Have the compiler hash the names of all top-level definitions that it is compiling across the system, say to a 64 bit value.
Then in the code where the change was introduce, put an if/else switch: if the low N bits of the hash code are equal to a certain value, then optimize with the new logic. Otherwiwse use the old logic.
We start with N=1 (1 bit) and the value 0. All definitions whose hash code ends in a 0 bit are subject to the broken new logic; those with 1 are subject to the old logic.
Say that the bug reproduces. Then we keep the 0, and raise N to 2 for a two-bit mask. We try 00: all hashes ending with 00 use new optimization. Those ending in 10, use old. This time the problem doesn't reproduce. So we stick with 10. (And can validate that the problem now reproduces). We raise N to 3, and follow the same procedure.
By doing this we reveal enough bits of the hash code to narrow it down to one definition (e.g. function): when that one specific function is subject to the compiler change, all hell breaks loose, otherwise not.
From there we can analyze it: see how that definition is compiled before and after the mod, and what makes it break. From there, it is still hard work, but much easier to deduce why the optimization change is wrong and possibly how to fix it.
I've successfully employed this technique several times on the TXR Lisp project to debug compiler issues.
I also think that typically if you have to resort to bisect you are probably in a wrong place. You should have found the bug earlier so if do not even know when the bug came from
- your test coverage isn't good sufficient
- your tests are probably not actually testing what you believe they do
- your architecture is complex, too complex for you
To be clear though I do include myself in this abstract "you".
But few of us have the privilege of working on such codebases, and with people who have that kind of discipline and quality standards.
In reality, most codebases have statement coverage that rarely exceeds 50%, if coverage is tracked at all; tests are brittle, flaky, difficult to maintain, and likely have bugs themselves; and architecture is an afterthought for a system that grew organically under deadline pressure, where refactors are seen as a waste of time.
So given that, bisect can be very useful. Yet in practice it likely won't, since usually the same teams that would benefit from it, don't have the discipline to maintain a clean history with atomic commits, which is crucial for bisect to work. If the result is a 2000-line commit, you still have to dig through the code to find the root cause.
It’s still very satisfying to watch run though, especially if you write a script that it can run automatically (based on the existing code) to determine if it’s a good or bad commit.
1. Start with working code
2. Introduce bug
3. Identify bug
4. Write a regression test
5. Bisect with new test
In many cases you can skip the bisect because the description of the bug makes it clear where the issue is, but not always.
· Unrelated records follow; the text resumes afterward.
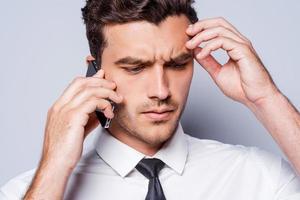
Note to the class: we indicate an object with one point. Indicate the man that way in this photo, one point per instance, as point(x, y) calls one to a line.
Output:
point(146, 50)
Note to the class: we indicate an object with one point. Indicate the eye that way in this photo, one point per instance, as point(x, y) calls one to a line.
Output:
point(135, 70)
point(178, 66)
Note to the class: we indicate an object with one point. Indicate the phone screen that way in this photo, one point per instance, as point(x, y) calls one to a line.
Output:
point(92, 69)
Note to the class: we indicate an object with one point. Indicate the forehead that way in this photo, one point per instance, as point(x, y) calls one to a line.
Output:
point(144, 39)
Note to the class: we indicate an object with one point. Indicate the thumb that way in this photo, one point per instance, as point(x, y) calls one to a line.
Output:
point(209, 63)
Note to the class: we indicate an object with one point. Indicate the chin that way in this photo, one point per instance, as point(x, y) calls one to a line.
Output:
point(155, 133)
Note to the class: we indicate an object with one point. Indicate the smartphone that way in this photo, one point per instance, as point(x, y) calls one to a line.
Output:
point(92, 69)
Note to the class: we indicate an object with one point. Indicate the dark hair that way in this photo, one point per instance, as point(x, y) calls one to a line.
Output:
point(98, 13)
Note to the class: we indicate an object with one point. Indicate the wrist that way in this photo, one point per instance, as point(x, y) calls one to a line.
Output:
point(273, 99)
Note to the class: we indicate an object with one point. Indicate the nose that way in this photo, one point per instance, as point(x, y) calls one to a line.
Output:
point(158, 85)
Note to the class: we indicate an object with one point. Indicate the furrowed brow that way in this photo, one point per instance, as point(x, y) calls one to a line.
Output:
point(132, 61)
point(181, 58)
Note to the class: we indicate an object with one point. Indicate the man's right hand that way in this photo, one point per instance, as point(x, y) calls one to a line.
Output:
point(69, 121)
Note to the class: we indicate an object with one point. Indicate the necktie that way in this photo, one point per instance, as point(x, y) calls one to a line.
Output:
point(150, 168)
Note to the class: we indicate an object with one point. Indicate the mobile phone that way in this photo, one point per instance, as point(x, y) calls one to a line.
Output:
point(92, 69)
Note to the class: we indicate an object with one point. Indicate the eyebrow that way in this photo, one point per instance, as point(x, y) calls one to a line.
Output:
point(181, 58)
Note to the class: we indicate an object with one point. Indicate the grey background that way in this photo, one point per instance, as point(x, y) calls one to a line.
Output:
point(43, 46)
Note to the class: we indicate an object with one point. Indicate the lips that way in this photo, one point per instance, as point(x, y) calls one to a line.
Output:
point(159, 114)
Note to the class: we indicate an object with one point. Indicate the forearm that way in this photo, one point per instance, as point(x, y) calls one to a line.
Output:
point(282, 120)
point(49, 182)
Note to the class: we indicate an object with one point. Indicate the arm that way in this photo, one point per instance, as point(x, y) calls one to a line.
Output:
point(69, 121)
point(245, 79)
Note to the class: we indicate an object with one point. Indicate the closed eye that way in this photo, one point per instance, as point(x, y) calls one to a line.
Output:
point(135, 69)
point(177, 65)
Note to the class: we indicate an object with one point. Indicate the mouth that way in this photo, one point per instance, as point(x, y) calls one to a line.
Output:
point(159, 115)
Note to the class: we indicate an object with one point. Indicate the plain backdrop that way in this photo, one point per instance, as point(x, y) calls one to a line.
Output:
point(43, 47)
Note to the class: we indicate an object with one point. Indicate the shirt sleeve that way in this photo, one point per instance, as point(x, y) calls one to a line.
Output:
point(16, 188)
point(289, 183)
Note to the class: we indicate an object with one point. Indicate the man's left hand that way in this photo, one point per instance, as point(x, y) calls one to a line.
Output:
point(243, 78)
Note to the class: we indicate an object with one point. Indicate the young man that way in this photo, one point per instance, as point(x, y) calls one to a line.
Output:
point(146, 50)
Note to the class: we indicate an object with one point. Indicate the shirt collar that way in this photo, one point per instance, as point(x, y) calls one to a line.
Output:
point(123, 158)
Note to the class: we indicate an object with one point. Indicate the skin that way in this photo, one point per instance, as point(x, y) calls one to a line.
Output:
point(158, 84)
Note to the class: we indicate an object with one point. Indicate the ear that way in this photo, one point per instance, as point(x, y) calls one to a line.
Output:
point(89, 58)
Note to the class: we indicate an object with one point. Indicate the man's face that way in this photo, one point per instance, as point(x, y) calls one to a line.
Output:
point(153, 71)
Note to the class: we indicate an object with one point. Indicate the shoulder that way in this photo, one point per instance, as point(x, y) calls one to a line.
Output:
point(16, 187)
point(245, 155)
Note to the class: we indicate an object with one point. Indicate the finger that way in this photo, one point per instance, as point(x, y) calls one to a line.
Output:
point(210, 23)
point(89, 58)
point(76, 85)
point(209, 63)
point(235, 50)
point(211, 33)
point(91, 105)
point(92, 93)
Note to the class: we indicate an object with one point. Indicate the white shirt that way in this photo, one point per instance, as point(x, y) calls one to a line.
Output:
point(196, 169)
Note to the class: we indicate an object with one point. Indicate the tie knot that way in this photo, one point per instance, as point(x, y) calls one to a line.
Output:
point(150, 167)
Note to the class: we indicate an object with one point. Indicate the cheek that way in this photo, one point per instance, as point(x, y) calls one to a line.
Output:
point(181, 83)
Tests can't prove the absence of bugs, only their presence. Bugs or regressions will slip through.
Bisect is for when that happens and the cause is not obvious.
You can go back and efficiently run a new test across old commits.
Yet, once you've identified a hole, you can write a script to test for it, run `git biset` to identify what commit introduced the hole, and then triage the possible fallout.
To sum up: bisect and tests are not in opposite sides, they complement each other
"What if the unit tests have bugs?"
I get that author learned a new-to-him technique and is excited to share with the world. But to this dev, with a rapidly greying beard, the article has the vibe of "Hey bro! You're not gonna believe this. But I just learned the Pope is catholic."
Binary search is one of the first things you learn in algorithms, and in a well-managed branch the commit tree is already a sorted straight line, so it's just obvious as hell, whether or not you use your VCS to run the bisect or you do it by hand yourself.
"Hey guys, check it out! Water is wet!"
I mean, do you really not know this XKCD?